Забила барабанная дробь, заглушившая последний тихий возглас молодого человека, стоявшего на эшафоте. Он смотрел перед собой куда-то в даль, так обреченно и задумчиво. Лишь близ стоявшие услышали последние слова, оставленные в этом мире молодым революционером перед тем, как палач выбил табурет из-под его ног.

Дождь закончился. Усилились порывы ветра, приводившие в движение опустевшую округу Арбековского леса. Оставшиеся капли дождя падали с верхушек деревьев в рыхлый еще не застывший чернозем. Спустя ровно 10 лет по всей России пронесется революция, сломавшая эшафоты самодержавной власти, но так и не нашедшая истинную свободу. Мрак и шум цепей продолжает властвовать в мире, в котором неотступно возрождаются новые силы сопротивления. «Мы будем жить!» — снова звучат слова из столетия в столетие, как напоминание любому властному режиму о его неизбежном крахе. Столыпинский галстук как символ, удушающий тягу к свободе, возвратился в узлах этапов столыпинских вагонов, затягивающихся петлёй перекрывающей дыхание свободного движения современной России. Это удушье забирает голос, воздух, жизнь, и мы будто бы снова стоим на эшафоте под моросящим дождиком в ожидании ливня.

Осень 2017 года. Пасмурный сентябрьский день. Арбековская роща разбросила жёлто-коричневые ковры листьев. Тёмное небо разрывается грохотом туч. Редкие берёзы покачиваются порывами ветра.

Я читаю имена на стеле посвященной памяти борцов за народное счастье.

Григорий Донсков, Андрей Землеков, Николай Попков…
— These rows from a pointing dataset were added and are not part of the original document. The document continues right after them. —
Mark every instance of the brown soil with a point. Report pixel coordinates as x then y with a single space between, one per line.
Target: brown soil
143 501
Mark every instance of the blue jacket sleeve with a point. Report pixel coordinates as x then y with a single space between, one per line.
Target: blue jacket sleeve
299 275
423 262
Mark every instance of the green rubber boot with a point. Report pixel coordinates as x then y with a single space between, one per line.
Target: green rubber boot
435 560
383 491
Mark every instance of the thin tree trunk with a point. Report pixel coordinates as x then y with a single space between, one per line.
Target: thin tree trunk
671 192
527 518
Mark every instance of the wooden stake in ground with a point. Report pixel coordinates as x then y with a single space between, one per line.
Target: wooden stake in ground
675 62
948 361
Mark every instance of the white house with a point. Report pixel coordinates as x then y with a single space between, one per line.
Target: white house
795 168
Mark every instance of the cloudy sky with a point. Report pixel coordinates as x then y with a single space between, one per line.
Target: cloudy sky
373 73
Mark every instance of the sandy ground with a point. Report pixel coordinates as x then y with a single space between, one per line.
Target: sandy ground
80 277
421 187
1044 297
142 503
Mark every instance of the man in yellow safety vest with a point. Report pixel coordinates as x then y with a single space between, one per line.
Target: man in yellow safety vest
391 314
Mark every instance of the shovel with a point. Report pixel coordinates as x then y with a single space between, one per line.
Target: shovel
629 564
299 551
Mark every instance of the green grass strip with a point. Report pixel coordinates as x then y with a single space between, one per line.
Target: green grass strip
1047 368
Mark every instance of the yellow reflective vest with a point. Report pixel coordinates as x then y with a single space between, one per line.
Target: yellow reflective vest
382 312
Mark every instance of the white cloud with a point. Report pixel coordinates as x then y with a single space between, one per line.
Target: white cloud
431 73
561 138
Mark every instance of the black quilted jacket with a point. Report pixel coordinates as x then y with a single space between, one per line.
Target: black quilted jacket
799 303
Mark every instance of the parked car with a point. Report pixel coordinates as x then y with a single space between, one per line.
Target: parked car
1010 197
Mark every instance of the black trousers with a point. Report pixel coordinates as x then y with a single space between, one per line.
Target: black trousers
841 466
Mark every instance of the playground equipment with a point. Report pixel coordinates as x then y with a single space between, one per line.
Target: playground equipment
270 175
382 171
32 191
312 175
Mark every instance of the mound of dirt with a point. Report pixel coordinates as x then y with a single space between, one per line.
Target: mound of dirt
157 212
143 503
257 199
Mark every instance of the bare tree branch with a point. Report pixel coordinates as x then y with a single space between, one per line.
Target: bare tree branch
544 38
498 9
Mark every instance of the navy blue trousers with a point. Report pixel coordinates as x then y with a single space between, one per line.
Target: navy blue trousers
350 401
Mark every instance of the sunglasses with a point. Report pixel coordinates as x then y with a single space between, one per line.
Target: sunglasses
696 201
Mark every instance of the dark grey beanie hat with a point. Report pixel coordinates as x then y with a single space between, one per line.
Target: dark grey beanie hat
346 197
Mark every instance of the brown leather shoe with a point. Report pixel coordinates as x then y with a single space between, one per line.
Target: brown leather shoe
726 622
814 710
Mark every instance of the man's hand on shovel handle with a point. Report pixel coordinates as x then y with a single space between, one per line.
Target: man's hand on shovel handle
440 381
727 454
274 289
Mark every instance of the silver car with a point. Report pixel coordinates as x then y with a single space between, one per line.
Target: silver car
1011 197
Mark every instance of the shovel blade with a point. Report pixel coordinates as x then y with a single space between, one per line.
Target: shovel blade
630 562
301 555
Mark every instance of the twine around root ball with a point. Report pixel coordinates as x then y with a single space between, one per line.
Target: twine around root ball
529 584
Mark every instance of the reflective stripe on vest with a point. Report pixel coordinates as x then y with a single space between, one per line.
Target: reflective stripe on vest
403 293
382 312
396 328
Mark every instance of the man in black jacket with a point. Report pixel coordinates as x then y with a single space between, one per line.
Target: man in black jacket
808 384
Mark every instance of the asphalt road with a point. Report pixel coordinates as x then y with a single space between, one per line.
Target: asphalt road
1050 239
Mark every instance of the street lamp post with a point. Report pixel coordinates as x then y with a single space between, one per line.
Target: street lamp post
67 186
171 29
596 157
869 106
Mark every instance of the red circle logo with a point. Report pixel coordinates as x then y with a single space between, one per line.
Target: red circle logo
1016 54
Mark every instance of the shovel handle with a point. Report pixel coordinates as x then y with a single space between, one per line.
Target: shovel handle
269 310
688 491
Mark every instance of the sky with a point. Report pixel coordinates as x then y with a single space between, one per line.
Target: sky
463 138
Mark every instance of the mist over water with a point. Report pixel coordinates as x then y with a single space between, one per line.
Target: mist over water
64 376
Десяток судеб, самых разных людей, объединенных лишь общей целью — свободой. У каждого из них был свой отдельный путь, любимые близкие люди, привычки, мечты, свойства характера, все они абсолютно разные, непохожие друг на друга жители мрачной провинции, чьи жизни так и стерлись бы в долголетии истории, если бы не единый порыв, вызванный трепетом в сердце, если бы не прочитанные ими строки, пробудившие веру и стремления.
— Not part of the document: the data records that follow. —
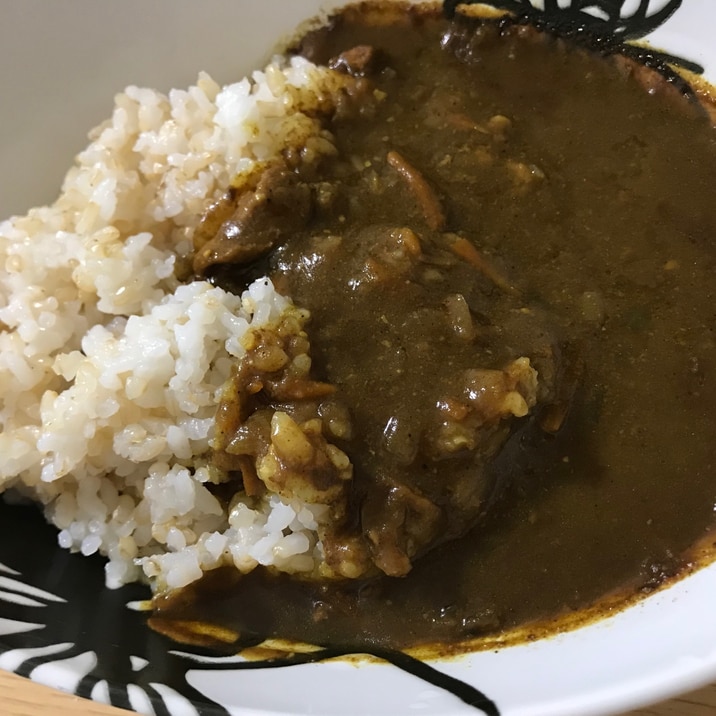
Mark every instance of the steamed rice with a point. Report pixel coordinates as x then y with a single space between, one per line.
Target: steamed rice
111 369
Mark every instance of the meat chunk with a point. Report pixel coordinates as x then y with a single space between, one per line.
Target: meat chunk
359 61
256 222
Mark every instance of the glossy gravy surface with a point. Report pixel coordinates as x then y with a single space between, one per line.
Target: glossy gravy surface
595 199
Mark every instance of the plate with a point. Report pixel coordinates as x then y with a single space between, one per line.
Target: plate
61 627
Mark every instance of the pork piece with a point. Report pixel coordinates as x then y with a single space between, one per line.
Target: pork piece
240 229
359 61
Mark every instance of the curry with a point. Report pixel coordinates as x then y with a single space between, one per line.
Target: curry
509 268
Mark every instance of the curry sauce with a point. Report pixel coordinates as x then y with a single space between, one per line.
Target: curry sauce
499 195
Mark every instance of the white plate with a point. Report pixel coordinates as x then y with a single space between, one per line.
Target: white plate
60 65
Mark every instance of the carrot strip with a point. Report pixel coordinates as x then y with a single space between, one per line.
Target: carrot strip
466 250
429 203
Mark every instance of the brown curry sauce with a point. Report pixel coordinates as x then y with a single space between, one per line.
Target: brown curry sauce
591 196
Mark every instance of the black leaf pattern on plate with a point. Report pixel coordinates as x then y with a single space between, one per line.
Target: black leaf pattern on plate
58 610
602 24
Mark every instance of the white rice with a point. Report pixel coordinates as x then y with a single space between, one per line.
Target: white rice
110 369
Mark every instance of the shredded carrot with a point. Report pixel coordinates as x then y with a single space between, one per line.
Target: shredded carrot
429 202
466 250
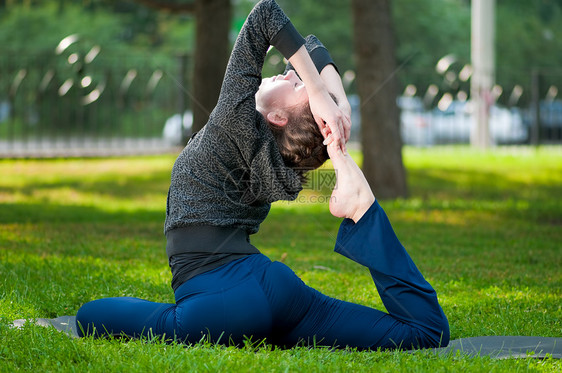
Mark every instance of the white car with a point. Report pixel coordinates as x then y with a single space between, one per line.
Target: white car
454 124
178 128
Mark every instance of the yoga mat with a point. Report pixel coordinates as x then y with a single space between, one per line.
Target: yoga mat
65 324
497 347
505 347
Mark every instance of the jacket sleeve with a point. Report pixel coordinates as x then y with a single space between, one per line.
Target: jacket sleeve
266 25
318 53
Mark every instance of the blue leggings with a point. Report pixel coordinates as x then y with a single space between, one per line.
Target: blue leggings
255 298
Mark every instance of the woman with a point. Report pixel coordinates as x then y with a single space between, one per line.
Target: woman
253 151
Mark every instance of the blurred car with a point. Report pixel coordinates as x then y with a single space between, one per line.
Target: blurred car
415 122
550 118
178 128
454 124
5 110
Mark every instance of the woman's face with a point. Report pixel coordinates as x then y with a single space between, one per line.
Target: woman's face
281 92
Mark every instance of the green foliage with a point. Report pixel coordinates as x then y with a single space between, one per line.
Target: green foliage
484 228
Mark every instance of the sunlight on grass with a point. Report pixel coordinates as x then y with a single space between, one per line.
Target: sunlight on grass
483 227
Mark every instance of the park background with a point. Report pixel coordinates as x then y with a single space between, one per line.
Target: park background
79 220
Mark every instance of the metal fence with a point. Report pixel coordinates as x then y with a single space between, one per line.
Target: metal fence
72 104
69 103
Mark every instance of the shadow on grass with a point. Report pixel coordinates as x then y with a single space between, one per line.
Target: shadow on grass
113 185
44 212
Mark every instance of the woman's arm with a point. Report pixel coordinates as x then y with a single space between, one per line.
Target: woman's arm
329 73
330 119
333 82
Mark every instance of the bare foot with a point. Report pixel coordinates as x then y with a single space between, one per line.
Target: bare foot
352 195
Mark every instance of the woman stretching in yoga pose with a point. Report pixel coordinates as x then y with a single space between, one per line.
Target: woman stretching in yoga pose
259 141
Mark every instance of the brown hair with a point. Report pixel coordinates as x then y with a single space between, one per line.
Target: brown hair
300 141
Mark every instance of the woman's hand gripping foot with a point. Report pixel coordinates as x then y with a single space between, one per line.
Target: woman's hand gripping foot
352 196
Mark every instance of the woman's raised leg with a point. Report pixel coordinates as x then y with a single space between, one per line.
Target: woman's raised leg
415 318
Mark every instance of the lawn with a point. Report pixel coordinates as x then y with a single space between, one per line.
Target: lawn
483 227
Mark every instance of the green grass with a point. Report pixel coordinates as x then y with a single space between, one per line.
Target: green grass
484 228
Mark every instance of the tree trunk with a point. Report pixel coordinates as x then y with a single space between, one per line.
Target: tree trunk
211 56
378 90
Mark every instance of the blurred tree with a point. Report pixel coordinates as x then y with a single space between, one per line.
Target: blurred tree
213 19
377 88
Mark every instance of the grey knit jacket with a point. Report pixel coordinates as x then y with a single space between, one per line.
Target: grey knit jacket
231 171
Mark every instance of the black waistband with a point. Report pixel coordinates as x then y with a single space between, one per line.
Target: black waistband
208 239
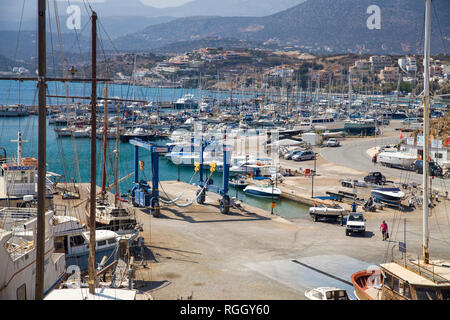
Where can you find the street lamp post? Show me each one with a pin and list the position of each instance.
(312, 176)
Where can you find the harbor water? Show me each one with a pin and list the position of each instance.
(71, 157)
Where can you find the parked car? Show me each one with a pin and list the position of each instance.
(375, 177)
(333, 142)
(288, 156)
(410, 120)
(304, 155)
(355, 223)
(435, 169)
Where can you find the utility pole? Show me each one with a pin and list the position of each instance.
(93, 190)
(40, 228)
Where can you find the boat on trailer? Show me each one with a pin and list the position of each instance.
(322, 212)
(388, 195)
(263, 191)
(327, 293)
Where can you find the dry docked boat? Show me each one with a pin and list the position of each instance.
(388, 195)
(323, 212)
(407, 280)
(327, 293)
(263, 191)
(410, 279)
(18, 254)
(397, 159)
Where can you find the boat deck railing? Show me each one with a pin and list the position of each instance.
(423, 270)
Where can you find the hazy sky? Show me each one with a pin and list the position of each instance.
(164, 3)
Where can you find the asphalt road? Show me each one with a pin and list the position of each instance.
(352, 153)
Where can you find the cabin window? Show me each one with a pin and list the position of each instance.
(101, 243)
(396, 285)
(22, 292)
(388, 281)
(424, 293)
(76, 241)
(445, 294)
(61, 244)
(407, 290)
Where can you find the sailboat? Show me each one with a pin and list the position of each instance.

Сегодня мы весьма много знаем о теоретиках и практиках прошлых лет, мы чуть ли не наизусть знаем этапы их биографий и смыслы изречений, но значительно реже мы говорим о простом народе — рабочих, крестьянах и студентах, которые были лишь каплями в пролившимся дожде революций. О Яковах, Григориях, Николаях и Степанах, которые отдали свои жизни в борьбе против угнетения. Они весьма вероятно и не требовали для себя славы, а просто делали то, что считали нужным, пытались стереть этапы каторжных ссылок, казни тайных полиций, последствия классового неравенства. Ориентиром для них являлась эмпатия к народу, частью которого они и являлись. А народу России несмотря на всплески восстаний предстояли ещё долгие годы большевистского террора и нескончаемых репрессий. На протяжении всех исторических периодов народ, от интеллигенции до крестьян, от учителей до бизнесменов, от художников до программистов объединившись или по одиночке продолжают сопротивление в самых разных формах. И не сосчитать нам всех лет свободы, что были отняты у людей ссылками и тюрьмами, не перечислить жизней каждого, кто был искренен в своей борьбе, нам остается лишь сохранить в себе осознание вечности сопротивления частью которого является чья-то неповторимая судьба.

Редкие капли дождя посыпались с затянутого темным полотном неба. Лесная тишина погружала в ощущение преемственности времен, летопись которых будто бы проявлялась в окружающих картинах — в древесных долгоживущих зарослях, ставших свидетелями многих событий самых разных поколений. Михаил Лазгачев, Алексей Лысенков, Егор Кулагин……

Дождь становился сильнее, и могучая сила ветра привела в движение лесное пространство.

Яков Федотов, Иван Синеков, Федор Першин….

«Мы будем жить», — эхом неслось среди покачивающихся берез.

Василий Немов, Трофим Колокольцев, Борис Алексеев казнены в Арбековской роще в 1907 году за участие в революционной деятельности.